Saturday, April 27, 2019

Sleep is not the enemy

How do I get more sleep while continuing to do the things that matter to me?

I wrote this question to myself last week after once again failing on my promise to get more sleep. The end of the day comes and my good intentions to turn off the lights by 10:30 are abandoned as I play one more game of Tetris 99 or read a few more pages of my book (it's mostly been Tetris 99 over the last couple of months but reading a few pages before firing up the Switch certainly delays bed time). I jotted down a response to this question further down the same page.

View sleep as a component of these goals.

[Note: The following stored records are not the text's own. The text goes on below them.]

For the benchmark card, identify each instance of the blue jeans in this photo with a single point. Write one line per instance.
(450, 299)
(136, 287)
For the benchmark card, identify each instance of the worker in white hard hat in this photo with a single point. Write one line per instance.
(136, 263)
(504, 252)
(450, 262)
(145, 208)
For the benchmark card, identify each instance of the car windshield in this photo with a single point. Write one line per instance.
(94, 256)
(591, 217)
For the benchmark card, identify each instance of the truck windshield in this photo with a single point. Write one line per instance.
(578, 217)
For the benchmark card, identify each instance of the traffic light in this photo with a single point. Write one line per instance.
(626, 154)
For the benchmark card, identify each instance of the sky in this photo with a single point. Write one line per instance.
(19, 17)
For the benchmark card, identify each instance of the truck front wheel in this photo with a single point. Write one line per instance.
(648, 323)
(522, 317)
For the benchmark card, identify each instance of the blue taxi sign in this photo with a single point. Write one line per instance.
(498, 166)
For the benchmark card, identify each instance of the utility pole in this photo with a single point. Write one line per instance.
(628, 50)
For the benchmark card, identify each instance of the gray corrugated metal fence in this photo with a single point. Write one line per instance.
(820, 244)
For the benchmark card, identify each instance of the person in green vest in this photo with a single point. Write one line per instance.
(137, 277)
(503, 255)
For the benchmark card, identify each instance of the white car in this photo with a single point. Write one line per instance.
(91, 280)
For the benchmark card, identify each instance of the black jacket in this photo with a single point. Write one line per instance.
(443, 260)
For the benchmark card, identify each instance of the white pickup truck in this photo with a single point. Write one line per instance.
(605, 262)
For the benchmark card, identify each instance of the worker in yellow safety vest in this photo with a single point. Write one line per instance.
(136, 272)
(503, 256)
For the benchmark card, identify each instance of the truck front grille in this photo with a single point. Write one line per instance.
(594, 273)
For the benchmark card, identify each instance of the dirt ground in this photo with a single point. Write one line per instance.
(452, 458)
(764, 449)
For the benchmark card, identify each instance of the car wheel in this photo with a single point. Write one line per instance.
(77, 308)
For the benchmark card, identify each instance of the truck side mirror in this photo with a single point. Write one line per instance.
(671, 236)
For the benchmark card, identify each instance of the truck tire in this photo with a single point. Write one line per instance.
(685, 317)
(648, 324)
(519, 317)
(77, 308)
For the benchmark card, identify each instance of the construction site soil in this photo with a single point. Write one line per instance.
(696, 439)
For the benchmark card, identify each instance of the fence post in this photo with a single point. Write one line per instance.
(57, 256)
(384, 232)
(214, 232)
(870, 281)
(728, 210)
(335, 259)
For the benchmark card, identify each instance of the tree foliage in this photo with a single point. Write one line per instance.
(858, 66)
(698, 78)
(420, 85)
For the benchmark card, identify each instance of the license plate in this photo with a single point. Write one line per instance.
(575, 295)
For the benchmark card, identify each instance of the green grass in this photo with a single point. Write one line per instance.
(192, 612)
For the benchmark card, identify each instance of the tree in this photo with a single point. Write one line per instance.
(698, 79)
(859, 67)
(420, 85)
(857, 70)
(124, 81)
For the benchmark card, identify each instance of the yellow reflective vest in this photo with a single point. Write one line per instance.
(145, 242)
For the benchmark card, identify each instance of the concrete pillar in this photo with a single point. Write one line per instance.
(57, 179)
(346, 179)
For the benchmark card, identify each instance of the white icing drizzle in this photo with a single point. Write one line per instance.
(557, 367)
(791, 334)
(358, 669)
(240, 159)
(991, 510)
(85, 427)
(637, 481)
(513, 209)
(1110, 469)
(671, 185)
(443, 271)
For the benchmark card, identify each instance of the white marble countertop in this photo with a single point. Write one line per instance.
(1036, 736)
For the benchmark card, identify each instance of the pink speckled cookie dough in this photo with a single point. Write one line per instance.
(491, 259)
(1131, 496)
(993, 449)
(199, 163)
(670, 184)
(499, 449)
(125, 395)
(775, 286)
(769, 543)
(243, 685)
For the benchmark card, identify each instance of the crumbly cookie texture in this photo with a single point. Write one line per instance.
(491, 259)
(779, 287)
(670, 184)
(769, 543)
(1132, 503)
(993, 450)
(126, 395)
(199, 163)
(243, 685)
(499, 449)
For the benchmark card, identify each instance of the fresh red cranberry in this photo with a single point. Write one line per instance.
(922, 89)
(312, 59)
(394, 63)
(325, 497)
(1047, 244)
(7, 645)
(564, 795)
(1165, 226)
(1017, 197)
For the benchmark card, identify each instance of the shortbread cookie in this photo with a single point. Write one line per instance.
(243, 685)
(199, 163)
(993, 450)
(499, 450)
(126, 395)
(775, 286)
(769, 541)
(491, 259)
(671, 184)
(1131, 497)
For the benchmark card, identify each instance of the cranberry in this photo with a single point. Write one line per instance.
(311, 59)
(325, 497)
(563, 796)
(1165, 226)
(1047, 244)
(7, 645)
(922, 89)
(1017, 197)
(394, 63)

My original note has a question mark at the end, but after sitting with this idea for a week or so, I think it's the right answer. I've been viewing getting more sleep as a competing goal with all of my fitness/reading/general health endeavors. Sleep is a key contributor to success in those things rather than a conflicting obligation. I may lose some time by going to bed a bit earlier, but I will be much more effective with the fewer hours that I am awake. At least that's my current position on the matter.

My performance in my annual 10K relative to other years reinforced the role sleep plays in my efforts to live a richer and fuller life. I did not sleep well all week. My brain felt tired during the race. I went back and looked at what I was doing in the month before my best 10K back in 2017 (when I was about 3 minutes faster). I was getting up later a couple days a week, taking more naps on the weekend, and drinking less beer (partly because I was going to bed earlier on the weekends). My training over both of those years wasn't dramatically different, at least not divergent enough to account for those 3 minutes. Those differences in sleep between the two years aren't much, but it's enough for me to see how making getting sleep a component of my goals could be beneficial.

It's not necessarily the number of hours that I'm asleep that really matters. If I'm better rested, I can push myself harder on training runs. There are way too many times when I'm doing all I can to just get myself out the door. I get in the miles, but I'm not working on getting better. I'm happy to run at a moderate pace and be happy with the distance. That's the right approach for the workout sometimes, but I also need workouts where I am pushing my limits. That's a difficult challenge in the best of circumstances. Stretching myself like that when I'm barely awake is not a successful strategy.

More sleep is a good step to doing more hard things. I've been avoiding books that are challenging to read because I'm tired enough as it is when I do most of my reading. I don't know how much I get out of any book when I'm dozing off in the middle of a page. I definitely have no hope of making it through Proust or War and Peace when I'm just trying to keep my eyes open!

So I'm going to start working my way to earlier bedtimes. I'm shooting for 30 to 15 minutes earlier than normal this week. I will cut back again once that feels normal. If things feel better at that point, I will reassess my sleep requirements.